Antoine Bouchard pouvait compter sur de nombreux proches, samedi, lors de sa dernière compétition en carrière. À ses côtés, on retrouve notamment ses parents, Josée Brassard et Sylvain Bouchard, en plus de sa conjointe et de son frère Charles.

Le paternel a été croisé par hasard, samedi matin, à l’entrée du Stade Pierre-Charbonneau, site de compétition de l’Open panaméricain de judo. Plus d’une heure avant le premier combat de son fils. Il attendait Charles, justement, ainsi que les autres membres de la famille venus assister à ce dernier chapitre.

Si Antoine a été animé par une passion pour le judo, on peut en dire autant de son père, toujours impliqué dans le comité des parents du club de Jonquière. Sylvain Bouchard semblait bien calme samedi matin, mais on pourra sentir une certaine fébrilité au cours de la journée, bien installé dans les gradins du centre sportif de Montréal, à apprécier les performances des autres judokas, qu’ils soient Canadiens, Danois, Américains ou Britanniques.

« C’est son prof de maternelle qui nous avait dit de l’inscrire au judo, s’est souvenu M. Bouchard à propos d’Antoine. Il bougeait beaucoup, il voulait toujours être en premier. Ça lui a pris du temps avant d’avoir ses degrés au judo. C’est ce qui vient avant le changement de couleur de ceinture. Il n’avait pas le choix, il fallait qu’il écoute. »

Les proches d'Antoine Bouchard, dont son père Sylvain, avec la chemise pâle, n'ont pu retenir leurs larmes, samedi.

Antoine a finalement obtenu ses fameux degrés, et bien plus encore. Il a ensuite quitté le Saguenay pour poursuivre son développement au sein du Centre national d’entraînement. Sylvain Bouchard n’a pas appris cette nouvelle de la bouche de son fils, mais en lisant Le Quotidien !

« Antoine est parti à 17 ans et sais-tu comment je l’ai su? En regardant le journal le matin, j’ai lu une citation de Roger Tremblay qui disait qu’Antoine partait s’entraîner à Montréal après les Fêtes.
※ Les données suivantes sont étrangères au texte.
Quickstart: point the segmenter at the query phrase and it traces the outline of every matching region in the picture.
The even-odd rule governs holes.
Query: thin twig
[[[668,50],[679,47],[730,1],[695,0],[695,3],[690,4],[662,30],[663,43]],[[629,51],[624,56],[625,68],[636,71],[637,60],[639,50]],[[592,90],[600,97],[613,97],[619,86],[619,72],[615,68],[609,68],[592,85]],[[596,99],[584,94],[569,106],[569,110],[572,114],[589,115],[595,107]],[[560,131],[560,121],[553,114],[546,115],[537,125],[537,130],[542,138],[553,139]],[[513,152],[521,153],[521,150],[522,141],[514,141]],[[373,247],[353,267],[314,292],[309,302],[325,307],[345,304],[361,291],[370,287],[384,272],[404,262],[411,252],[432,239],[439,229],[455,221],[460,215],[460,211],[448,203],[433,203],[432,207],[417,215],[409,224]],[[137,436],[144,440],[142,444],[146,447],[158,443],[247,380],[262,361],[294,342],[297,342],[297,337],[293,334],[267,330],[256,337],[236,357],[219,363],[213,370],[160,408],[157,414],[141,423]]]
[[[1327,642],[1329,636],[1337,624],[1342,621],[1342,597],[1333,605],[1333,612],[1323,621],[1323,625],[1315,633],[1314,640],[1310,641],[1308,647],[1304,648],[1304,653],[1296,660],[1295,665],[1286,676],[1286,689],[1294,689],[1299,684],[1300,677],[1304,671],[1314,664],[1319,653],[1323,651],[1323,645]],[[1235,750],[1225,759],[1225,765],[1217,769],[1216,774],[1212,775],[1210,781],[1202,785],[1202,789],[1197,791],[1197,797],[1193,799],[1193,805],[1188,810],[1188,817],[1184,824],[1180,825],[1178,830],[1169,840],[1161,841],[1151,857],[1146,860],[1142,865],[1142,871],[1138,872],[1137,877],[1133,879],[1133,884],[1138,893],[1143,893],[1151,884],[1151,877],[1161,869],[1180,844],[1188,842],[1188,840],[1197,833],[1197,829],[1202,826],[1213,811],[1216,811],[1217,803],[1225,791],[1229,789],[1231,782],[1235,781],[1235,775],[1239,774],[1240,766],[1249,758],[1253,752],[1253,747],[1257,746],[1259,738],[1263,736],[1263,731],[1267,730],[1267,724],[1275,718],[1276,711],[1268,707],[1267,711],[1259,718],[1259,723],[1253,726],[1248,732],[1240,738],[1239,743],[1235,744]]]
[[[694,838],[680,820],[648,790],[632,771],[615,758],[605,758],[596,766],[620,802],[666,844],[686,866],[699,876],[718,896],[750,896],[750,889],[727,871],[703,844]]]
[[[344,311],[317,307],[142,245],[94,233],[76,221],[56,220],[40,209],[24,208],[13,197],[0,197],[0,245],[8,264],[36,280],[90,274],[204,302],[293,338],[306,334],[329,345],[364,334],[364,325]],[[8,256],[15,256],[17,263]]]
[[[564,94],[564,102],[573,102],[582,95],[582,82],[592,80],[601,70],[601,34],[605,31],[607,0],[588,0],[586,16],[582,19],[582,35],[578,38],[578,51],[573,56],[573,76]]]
J’ai appelé Roger et il m’a dit que c’était vrai. Je n’étais même pas au courant », a raconté le père de trois enfants, qui n’a pas senti son garçon plus nerveux que d’habitude à l’aube de cette toute dernière compétition, samedi.

« Ils (les athlètes) s’entraînent et quand c’est le temps d’aller sur le tatami en compétition, ils savent ce qu’ils ont à faire, a indiqué papa Bouchard. C’est sûr qu’ils vont en ‘’pogner’' des plus gros et plus forts, mais quand tu as fait ce qu’il fallait, il n’y a pas de ‘’j’aurais donc dû'’. Pour ma part, quand je regarde ses compétitions à la télévision et que c’est trop stressant, je ferme la TV ! »

Des émotions fortes

Samedi après-midi, quand Antoine Bouchard a battu Justin Lemire par Ippon en finale pour la médaille d’or chez les moins de 73 kg, les émotions ont pris le dessus dans le clan familial. Tout le monde debout pour une ultime ovation offerte par tous les spectateurs présents, dont plusieurs consœurs et confrères judokas, dans les gradins du Stade Pierre-Charbonneau.

« C’est une fin Cendrillon, effectivement, a reconnu Josée Brassard, la mère d’Antoine. On retient la persévérance, le travail, la discipline, la rigueur. C’est l’fun parce que ça rayonne dans les clubs chez nous aussi. C’est un beau modèle pour les jeunes, je pense. En plus, il continue de travailler le volet études. Il prouve que ça se peut de performer au niveau international en même temps que poursuivre ses études. »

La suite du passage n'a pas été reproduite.